Chewing gum is a great way to improve our saliva production. In the motion of chewing gum it activates our chewing muscles, which produces more saliva. Saliva plays an important role for our mouths in providing protection and lubrication to our tissues, dilutes and cleans away food, helps to neutralise acids that eating produces and maintains the durability of the enamel structure.
While chewing gum can be a great way to increase saliva and to aid in removing debris, it is important to use the right kind of gum.
Lots of gums contain sugar, and if you constantly expose your teeth to sugar the benefits from the increased saliva are lost. Constant sugar in our mouth drops the pH level making the environment more acidic, when this occurs it takes our saliva a longer time to neutralise the pH balance to its normal healthy state. The problem with the mouth being in an acidic state for longer period of time is, the enamel starts to demineralise (weaken) increasing the likelihood of getting decay.
At Hartwell Dentistry we have recently experienced a patient that chewed a gum frequently that contained sugar. This particular chewing gum has a high amount of sugar and the patient chewed several pieces a day, for long periods of time, therefore increasing sugar/acid exposure time. While looking visually in the patient’s mouth the teeth appeared healthy, until we took some radiographic images of between the teeth. Due to the sugar in the chewing gum and the frequency of sugar exposure, the patient ended up with numerous spots of decay between the teeth.

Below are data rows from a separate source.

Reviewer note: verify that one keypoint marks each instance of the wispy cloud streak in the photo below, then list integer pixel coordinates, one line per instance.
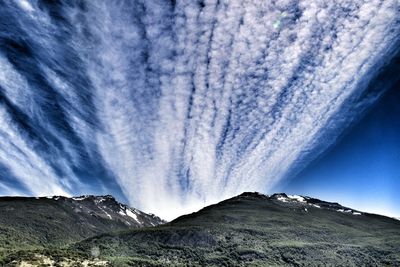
(183, 103)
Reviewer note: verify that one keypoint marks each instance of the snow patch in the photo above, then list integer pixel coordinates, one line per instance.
(132, 215)
(283, 199)
(80, 198)
(297, 198)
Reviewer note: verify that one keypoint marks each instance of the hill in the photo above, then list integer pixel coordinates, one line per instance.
(28, 222)
(258, 230)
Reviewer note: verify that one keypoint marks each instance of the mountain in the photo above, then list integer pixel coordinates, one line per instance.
(28, 222)
(251, 229)
(258, 230)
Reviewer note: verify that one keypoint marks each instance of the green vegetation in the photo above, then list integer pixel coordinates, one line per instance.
(248, 230)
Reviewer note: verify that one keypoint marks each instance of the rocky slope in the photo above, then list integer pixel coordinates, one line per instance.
(258, 230)
(27, 222)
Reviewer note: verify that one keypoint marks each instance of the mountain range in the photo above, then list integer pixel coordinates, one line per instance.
(251, 229)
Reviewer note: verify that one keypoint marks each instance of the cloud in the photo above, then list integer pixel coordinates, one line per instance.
(189, 103)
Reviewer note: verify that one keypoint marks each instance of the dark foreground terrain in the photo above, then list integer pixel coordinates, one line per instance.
(248, 230)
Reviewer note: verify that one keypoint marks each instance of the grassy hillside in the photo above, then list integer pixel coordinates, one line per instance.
(255, 230)
(30, 223)
(248, 230)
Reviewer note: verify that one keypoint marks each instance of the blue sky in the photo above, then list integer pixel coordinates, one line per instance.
(174, 106)
(363, 169)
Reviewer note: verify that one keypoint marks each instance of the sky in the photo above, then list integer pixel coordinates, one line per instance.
(362, 169)
(174, 105)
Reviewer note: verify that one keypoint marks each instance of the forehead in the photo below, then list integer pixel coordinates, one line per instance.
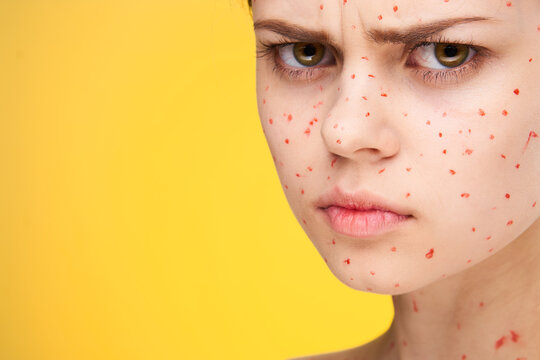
(335, 15)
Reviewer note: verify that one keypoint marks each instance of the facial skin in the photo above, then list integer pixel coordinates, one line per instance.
(456, 146)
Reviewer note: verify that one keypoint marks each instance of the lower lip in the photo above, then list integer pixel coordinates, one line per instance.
(363, 224)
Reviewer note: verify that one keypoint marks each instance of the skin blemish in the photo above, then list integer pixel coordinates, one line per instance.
(500, 342)
(515, 336)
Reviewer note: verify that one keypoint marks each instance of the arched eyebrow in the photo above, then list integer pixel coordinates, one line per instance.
(409, 35)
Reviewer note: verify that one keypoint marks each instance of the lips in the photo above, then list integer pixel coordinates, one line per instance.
(361, 214)
(359, 200)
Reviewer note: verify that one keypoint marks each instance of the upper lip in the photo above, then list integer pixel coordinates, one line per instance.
(359, 200)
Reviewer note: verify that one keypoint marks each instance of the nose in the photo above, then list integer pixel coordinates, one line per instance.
(358, 126)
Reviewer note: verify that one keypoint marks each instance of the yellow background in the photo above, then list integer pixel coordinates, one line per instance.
(141, 216)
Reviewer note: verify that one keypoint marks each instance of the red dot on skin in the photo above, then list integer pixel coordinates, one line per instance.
(500, 342)
(515, 336)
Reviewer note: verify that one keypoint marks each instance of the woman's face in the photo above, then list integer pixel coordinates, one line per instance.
(430, 104)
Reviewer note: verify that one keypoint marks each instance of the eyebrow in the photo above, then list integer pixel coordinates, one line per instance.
(412, 34)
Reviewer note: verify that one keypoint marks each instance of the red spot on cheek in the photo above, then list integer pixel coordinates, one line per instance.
(500, 342)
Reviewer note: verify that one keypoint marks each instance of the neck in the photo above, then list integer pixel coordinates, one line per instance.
(491, 310)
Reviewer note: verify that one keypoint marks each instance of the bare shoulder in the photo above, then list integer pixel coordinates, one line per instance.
(363, 352)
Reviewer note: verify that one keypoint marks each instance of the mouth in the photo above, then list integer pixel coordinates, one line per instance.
(361, 214)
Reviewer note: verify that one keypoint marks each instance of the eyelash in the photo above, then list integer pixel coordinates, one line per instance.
(428, 76)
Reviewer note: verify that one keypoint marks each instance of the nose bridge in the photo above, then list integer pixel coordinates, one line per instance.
(356, 124)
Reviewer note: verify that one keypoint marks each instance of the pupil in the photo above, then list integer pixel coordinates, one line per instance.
(309, 50)
(450, 51)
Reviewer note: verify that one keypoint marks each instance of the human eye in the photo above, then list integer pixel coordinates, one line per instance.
(442, 62)
(298, 61)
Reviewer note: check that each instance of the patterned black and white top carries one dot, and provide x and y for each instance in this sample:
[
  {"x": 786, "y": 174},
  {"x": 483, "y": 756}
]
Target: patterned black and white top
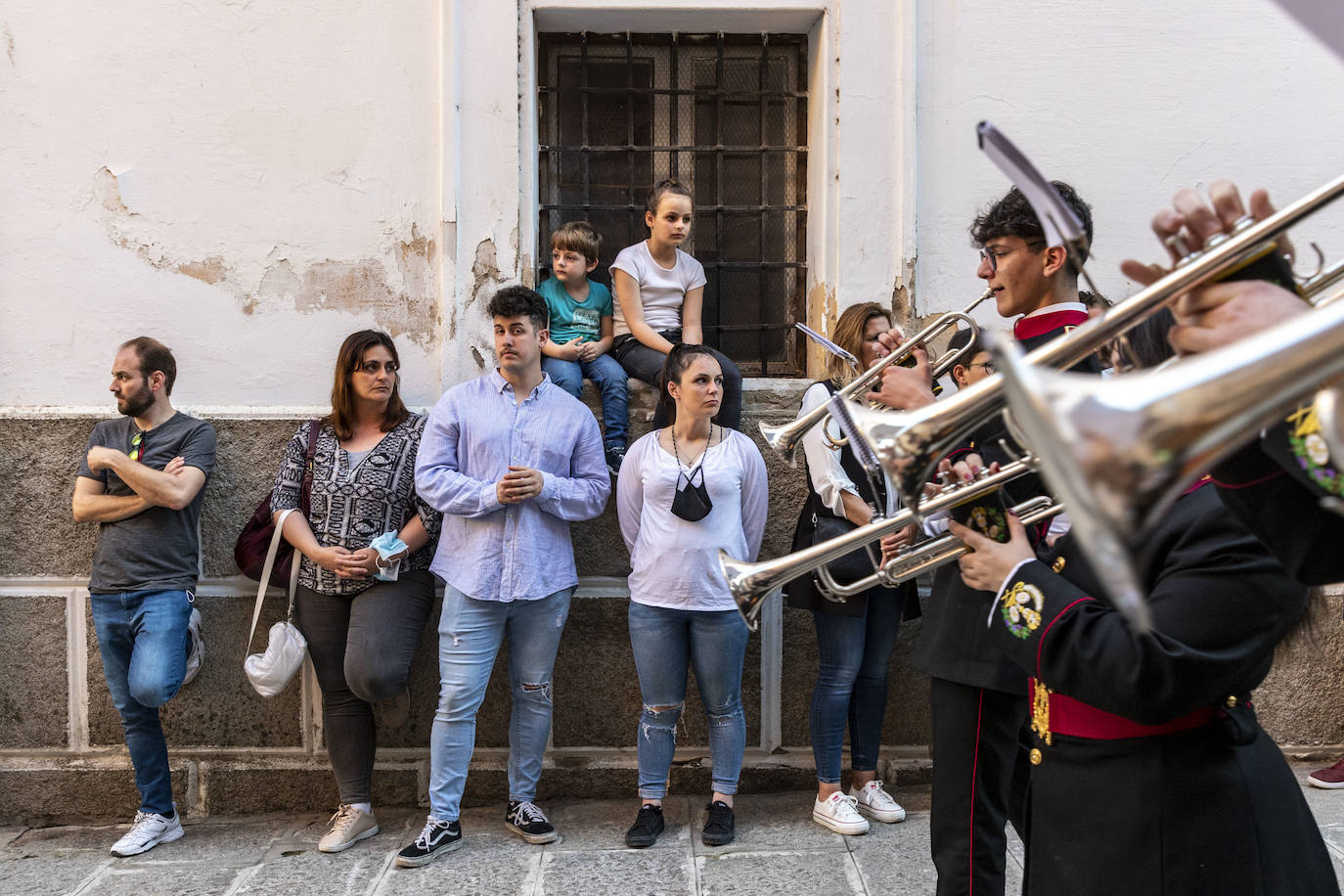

If you are going to chew gum, rules to stick by are;
- Always make sure it is sugar free (usually the “Extra” brand is the best – they will have a symbol of a tooth on the package to show sugar free)
- Be wary as some state they are sugar free, however the flavourings include acids, which can again cause the pH to drop. So steer clear of the flavours such as lemon/lime. Usually mint is the better option.
So next to you reach for a packet of gum, make sure it is the best option for your teeth. If you don’t, your $2 packet of gum may end in a very expensive trip to the dentist.